The design firm - which has 34 offices worldwide - is tipped to undergo an overhaul that will see it develop an even closer relationship with technical and management services company AECOM.
The firms merged at the end of 2005. EDAW London regional director Andrew Jones told HW the firm was considering using the AECOM name as a way into large projects in the Middle East and Asia.
"AECOM has been part of EDAW's name for over three years now but we are looking to find ways of getting EDAW's design skills into these larger projects in the Middle East and Asia through using the AECOM name as a way in," he said.
"At this stage, we are still running with the name EDAW but we are looking at how we can use the AECOM platform more strongly.
"There will be no change in our design quality; it is about getting that quality out to a bigger audience," he added.
A leading landscape architect, who did not wish to be named, said that he was surprised by the decision because of the strong identity that EDAW had built up over 40 years.

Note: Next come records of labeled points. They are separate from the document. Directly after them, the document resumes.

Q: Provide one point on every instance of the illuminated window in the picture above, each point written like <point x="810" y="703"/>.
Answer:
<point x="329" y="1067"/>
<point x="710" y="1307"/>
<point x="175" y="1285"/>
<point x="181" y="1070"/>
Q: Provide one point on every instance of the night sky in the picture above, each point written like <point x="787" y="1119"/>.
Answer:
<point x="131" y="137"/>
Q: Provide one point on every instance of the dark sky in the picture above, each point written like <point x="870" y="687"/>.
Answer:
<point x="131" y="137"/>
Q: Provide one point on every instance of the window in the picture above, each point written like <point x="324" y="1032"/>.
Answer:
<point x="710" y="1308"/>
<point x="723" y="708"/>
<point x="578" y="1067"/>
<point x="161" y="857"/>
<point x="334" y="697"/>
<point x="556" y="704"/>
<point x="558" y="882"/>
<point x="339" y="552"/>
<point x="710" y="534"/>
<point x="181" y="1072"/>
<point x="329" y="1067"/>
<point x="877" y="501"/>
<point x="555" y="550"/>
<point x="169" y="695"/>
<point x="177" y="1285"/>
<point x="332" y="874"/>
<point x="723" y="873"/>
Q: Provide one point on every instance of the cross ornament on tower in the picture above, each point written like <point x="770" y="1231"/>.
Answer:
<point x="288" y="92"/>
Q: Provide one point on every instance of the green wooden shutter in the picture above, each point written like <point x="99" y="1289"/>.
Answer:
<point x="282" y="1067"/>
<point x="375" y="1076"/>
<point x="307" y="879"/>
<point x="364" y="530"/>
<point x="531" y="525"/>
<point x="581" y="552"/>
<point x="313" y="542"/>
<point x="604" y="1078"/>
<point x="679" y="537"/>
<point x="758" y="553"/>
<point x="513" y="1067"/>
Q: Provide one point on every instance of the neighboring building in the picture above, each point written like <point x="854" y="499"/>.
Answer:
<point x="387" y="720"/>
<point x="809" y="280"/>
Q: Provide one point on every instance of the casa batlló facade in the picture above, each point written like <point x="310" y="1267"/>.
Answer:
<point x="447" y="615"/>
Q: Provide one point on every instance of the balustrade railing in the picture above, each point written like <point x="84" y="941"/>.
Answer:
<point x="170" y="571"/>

"EDAW has been such a big brand, so it seems quite strange. I suspect it is like a lot of other companies that are falling back into the safety of the engineering firms. It is probably easier to sell engineering services than landscape services," he said.
The move follows last year's announcement that building design and civil engineering group Capita Symonds had acquired Lovejoy for an undisclosed sum.
Since March 2008, the firm has traded as Capita Lovejoy. In addition, Whitelaw Turkington was acquired by Dutch engineering firm Grontmij the same month.
Business consultant Neville Stein said the key to success was communication. He explained: "They need to make sure everyone in the landscape market understands why they are doing that, so existing clients know the benefits and reasons."